Maar de Britse regering en met name de Amerikaanse defensie willen niets weten
van terugkeer van de Chagossians, ook niet naar de eilanden van de archipel die niet
gebruikt worden voor militaire activiteiten, zo’n tweehonderd kilometer verwijderd
van Diego Garcia. Op de vraag waarom, komt altijd hetzelfde, vage antwoord: ‘De
veiligheid van de basis staat op het spel.’ Wat het veiligheidsrisico van enkele honderden Chagossians op een eiland ver weg van de basis precies behelst, blijft onduidelijk. Vooral omdat veruit de meeste Amerikaanse bases in de wereld gewoon midden in bewoond gebied staan. Diego Garcia is één van de weinige uitzonderingen.
Keer op keer worden de Chagossians weer geconfronteerd met de koppige volharding
van de Britse regering en de Amerikaanse defensie.

 

Europees Hof
In het jaar 2000 leek terugkeer even onder handbereik: de Britse rechtbank stelde de Chagossians in het gelijk en gaf hen het recht op terugkeer naar de Chagoseilanden, met uitzondering van Diego Garcia. Maar voordat de Chagossians daadwerkelijke terugkeer hadden kunnen realiseren, keerden hun kansen. ‘In het licht van de recente ontwikkelingen’ – lees, de aanslagen op de Twin Towers – zag de Britse regering de terugkeer van de Chagossians als ‘onwenselijk’. Zonder inmenging van het parlement verklaarde de regering de eerdere rechterlijke uitspraak ongeldig. De veiligheid van de Amerikaanse basis was wederom van groter belang dan het recht op terugkeer van de Chagossians.

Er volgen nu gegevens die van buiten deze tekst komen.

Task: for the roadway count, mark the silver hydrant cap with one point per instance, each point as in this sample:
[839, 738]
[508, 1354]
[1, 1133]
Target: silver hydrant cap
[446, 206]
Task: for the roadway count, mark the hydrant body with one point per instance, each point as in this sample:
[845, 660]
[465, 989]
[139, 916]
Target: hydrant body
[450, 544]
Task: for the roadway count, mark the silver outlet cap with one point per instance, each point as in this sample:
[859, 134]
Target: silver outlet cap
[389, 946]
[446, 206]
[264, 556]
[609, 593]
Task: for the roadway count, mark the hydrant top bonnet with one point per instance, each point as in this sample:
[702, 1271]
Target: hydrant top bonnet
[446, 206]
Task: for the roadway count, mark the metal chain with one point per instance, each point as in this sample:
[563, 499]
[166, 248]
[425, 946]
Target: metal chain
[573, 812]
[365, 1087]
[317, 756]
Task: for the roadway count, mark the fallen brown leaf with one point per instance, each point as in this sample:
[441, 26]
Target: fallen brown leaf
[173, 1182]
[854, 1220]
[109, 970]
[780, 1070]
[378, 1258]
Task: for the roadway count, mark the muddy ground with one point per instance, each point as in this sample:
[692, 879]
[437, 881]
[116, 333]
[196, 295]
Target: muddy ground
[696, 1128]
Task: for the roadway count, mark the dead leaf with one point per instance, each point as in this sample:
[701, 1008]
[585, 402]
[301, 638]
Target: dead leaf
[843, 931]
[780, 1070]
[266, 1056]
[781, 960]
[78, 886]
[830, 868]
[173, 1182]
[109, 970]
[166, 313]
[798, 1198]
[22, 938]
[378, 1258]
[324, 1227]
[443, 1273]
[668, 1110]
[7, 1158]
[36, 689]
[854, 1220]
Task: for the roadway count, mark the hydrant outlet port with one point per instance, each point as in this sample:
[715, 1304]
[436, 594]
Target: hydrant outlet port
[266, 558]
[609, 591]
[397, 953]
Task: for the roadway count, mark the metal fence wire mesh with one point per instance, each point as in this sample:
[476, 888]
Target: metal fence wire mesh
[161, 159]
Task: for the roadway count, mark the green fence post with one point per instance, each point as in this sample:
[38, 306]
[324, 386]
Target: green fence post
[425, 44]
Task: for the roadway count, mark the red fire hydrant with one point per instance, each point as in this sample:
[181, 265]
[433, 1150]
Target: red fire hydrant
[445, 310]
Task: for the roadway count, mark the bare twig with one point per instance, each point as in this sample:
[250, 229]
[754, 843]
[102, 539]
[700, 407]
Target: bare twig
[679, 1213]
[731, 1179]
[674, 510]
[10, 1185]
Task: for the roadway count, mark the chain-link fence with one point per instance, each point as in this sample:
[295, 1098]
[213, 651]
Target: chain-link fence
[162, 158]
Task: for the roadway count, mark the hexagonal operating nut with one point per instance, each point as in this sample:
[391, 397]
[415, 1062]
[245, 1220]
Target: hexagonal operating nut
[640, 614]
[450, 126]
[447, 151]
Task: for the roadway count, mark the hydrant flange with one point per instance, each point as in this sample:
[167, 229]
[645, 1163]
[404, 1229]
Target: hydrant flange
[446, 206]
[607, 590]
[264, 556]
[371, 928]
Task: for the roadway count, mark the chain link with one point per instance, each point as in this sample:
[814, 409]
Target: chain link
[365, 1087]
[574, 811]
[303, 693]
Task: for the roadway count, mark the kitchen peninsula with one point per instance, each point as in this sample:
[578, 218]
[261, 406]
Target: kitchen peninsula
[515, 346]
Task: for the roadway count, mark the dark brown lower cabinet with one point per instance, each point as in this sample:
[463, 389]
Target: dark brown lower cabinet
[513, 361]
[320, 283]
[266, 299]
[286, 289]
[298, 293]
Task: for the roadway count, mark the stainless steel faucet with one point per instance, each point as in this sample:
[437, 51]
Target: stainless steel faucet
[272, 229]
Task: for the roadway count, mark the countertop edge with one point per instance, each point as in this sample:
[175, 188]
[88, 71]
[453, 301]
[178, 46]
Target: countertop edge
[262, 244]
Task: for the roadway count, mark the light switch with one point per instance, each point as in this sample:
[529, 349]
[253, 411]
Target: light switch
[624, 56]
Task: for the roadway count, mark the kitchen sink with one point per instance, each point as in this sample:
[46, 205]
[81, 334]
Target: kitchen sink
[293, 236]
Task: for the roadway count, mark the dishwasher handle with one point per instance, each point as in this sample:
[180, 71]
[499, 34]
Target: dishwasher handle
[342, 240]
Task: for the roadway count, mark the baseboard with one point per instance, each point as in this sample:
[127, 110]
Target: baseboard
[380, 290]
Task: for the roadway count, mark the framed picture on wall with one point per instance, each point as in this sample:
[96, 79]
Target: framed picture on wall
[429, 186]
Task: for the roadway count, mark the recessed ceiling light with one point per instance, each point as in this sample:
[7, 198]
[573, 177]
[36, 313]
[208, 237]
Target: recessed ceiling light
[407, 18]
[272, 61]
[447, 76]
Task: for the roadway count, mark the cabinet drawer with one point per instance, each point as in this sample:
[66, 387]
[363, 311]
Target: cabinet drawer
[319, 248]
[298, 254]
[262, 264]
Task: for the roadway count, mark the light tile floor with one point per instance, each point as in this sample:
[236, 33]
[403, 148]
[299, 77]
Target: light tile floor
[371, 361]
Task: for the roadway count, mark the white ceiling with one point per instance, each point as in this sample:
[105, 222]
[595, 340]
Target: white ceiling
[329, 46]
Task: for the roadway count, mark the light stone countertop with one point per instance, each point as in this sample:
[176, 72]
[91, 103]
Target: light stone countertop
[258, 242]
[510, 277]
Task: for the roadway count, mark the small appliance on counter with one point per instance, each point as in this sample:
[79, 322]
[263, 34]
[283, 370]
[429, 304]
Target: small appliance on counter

De Chagossians blijven strijden voor hun rechten, tegenwoordig bij het Europese
Hof voor de Rechten van de Mens. Nu zien zij zich daarbij geconfronteerd met een
zeereservaat, waar een burgerbevolking ongewenst is. Volgens de Britse diplomaat
Nick Leake staat het zeereservaat compleet los van de eventuele terugkeer van de
Chagossians. Het gaat puur en alleen om natuurbescherming. ‘De huidige staat van de
Chagosarchipel is te danken aan een toevallige samenloop van omstandigheden’, licht
hij toe. ‘Door het ontbreken van menselijke invloeden is er een unieke soortenrijkdom
ontstaan.’

Een bittere pil voor de Chagossians.